Stock market gains have boosted total household wealth. But they haven’t enriched most Americans. The wealthiest 10 percent of households own about 80 percent of stocks.
Cost-cutting
This week, Kellogg said it would cut 7 percent of its workforce, or 2,200 jobs, by 2017 — part of a ‘‘global efficiency and effectiveness program.’’ Though Kellogg’s sales were flat in the July-September quarter, it squeezed out 2.5 percent more net income. A key factor: It cut administrative and borrowing costs. Its shares have risen 15 percent in the past year.
Yeah, I didn't want to mention above that the great cost cutting means the elimination of jobs. But unemployment is allegedly going down, blah, blah, blah.
FedEx is cutting jobs, too. Its quarterly revenue rose just 2 percent, but earnings grew 7 percent. The company has cut maintenance costs by replacing older aircraft. But the new planes don’t expand FedEx’s fleet. So the economy doesn’t stand to benefit as much.
Cash hoarding
Higher profits help the economy if corporations plow them back into plants, equipment, and other projects. That hasn’t happened....
Instead, companies have stockpiled a record $1.8 trillion in cash, according to the Federal Reserve, up nearly 10 percent since the recession ended. And thanks to the Fed’s drive to keep rates low, companies have been able to borrow cheaply and replace higher-cost debt. All that has bolstered corporate finances and helped lift stock prices.
That's what the Fed program was intended to do from the start.
Improved finances are ‘‘great for the company and its stock price, but from the point of view of the broader economy, you’d prefer they use the money to hire more workers and invest in more projects,’’ says Ethan Harris, an economist at Bank of America Merrill Lynch.
But they stuffed in their pockets instead!
Economists say chronic budget fights in Washington and Europe’s financial crisis have left executives uncertain about the economy and reluctant to commit to big projects. So have the uncertain consequences of the Obama health care law, said Mark Vitner, an economist at Wells Fargo Securities.
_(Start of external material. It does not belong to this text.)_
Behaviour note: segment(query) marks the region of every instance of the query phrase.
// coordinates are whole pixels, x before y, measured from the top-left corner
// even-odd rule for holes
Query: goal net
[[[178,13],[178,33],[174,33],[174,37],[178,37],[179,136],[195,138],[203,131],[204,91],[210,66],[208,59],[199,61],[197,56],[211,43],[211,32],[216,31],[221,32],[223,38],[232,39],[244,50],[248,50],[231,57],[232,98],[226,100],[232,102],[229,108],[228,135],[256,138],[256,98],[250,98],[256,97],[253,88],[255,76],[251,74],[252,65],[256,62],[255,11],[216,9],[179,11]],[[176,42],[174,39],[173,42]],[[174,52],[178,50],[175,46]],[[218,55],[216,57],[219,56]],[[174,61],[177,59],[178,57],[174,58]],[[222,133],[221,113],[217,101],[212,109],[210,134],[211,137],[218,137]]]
Hey, that thing is supposed to be good for all us so quite harping on Obamacare!
Globalization
Big US companies earn a larger share of profits overseas than in previous decades. That means their profits and stock prices can grow even when US growth is weak....
Aswath Damodaran, a professor of finance at New York University, says the trend is a global one. Many Indian companies have fared well even as India’s economy has slowed....
Then it is official: globali$ation has completely and utterly failed.